If you think about it, massive language models, like BERT, are pre-trained with such enormous amounts of data, that the base level of natural language is already at a very high level to begin with. If you take this model and fine-tune it with exposure to very specific legal terminology, it will be able to incorporate it quickly into its pre-trained ‘brain’.
By way of comparison, if we think back to my experience in Spain: if I already had a C1 level knowledge of Spanish prior to moving to Madrid, I would have found it a lot easier to fine-tune my linguistic skills with examples of more colloquial ways of speaking or even incorporate very specific vocabulary.
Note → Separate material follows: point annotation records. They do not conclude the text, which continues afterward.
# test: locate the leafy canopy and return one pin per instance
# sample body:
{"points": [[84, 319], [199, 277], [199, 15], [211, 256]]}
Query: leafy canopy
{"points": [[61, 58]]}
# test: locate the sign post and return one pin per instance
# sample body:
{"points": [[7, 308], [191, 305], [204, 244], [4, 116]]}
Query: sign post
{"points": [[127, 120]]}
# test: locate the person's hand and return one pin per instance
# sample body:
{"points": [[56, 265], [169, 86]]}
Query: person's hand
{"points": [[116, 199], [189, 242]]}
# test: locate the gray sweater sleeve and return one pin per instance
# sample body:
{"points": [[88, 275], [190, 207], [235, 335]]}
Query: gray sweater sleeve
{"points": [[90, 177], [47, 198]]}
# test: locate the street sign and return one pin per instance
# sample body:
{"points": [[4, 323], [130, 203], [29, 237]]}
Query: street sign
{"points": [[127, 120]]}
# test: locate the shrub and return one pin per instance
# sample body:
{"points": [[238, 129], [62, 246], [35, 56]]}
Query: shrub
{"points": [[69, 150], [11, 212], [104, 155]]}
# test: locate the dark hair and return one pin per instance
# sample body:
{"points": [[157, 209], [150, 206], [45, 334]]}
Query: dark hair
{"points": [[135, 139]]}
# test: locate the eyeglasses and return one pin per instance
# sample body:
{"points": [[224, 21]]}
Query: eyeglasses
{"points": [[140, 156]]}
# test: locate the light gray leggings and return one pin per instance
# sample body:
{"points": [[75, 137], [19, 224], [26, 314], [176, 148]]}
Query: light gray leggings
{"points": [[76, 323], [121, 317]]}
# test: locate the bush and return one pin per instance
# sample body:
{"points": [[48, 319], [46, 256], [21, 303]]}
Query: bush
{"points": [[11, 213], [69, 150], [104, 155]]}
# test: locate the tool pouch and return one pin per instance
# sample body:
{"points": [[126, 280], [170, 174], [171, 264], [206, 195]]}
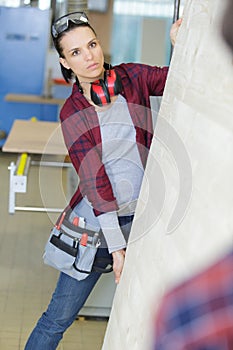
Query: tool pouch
{"points": [[65, 250]]}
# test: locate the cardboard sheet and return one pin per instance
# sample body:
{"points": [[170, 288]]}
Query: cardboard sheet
{"points": [[39, 137]]}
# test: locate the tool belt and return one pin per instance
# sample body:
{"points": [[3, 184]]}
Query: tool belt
{"points": [[72, 249]]}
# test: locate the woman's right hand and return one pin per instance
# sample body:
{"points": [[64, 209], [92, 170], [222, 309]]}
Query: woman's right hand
{"points": [[118, 263]]}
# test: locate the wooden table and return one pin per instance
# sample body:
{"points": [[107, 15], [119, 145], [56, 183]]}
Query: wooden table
{"points": [[27, 138]]}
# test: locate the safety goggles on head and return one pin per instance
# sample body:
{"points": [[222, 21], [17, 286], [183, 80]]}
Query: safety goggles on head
{"points": [[62, 23]]}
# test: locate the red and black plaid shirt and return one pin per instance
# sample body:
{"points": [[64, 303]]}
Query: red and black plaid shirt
{"points": [[198, 314], [81, 131]]}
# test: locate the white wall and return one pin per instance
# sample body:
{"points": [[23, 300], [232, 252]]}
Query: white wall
{"points": [[184, 217]]}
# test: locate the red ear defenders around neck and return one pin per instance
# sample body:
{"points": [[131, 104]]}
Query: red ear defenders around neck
{"points": [[103, 89]]}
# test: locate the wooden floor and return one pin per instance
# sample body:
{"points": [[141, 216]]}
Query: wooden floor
{"points": [[26, 283]]}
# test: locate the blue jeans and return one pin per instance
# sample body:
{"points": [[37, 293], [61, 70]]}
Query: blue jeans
{"points": [[67, 300]]}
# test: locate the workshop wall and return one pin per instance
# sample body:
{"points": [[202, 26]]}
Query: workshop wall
{"points": [[184, 216]]}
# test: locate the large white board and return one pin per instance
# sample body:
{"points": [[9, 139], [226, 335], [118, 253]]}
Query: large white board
{"points": [[184, 217]]}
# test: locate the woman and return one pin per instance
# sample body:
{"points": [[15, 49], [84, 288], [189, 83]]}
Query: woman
{"points": [[107, 128]]}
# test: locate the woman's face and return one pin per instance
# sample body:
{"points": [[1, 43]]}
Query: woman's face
{"points": [[82, 54]]}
The point is that these massive language models have already learned from so many examples, that they require far fewer example contracts to be able to pick up ‘legal language’ than small models that are built from scratch.
At Della, we take full advantage of the advances made in NLP models like transfer learning and we regularly take time to analyse the latest research to apply it to our model. So the question is, why aren’t the other providers taking advantage of these developments? There is the possibility that the current generation of legal service providers may fall into the same trap that they would have told their customers to avoid; attachment to legacy techniques.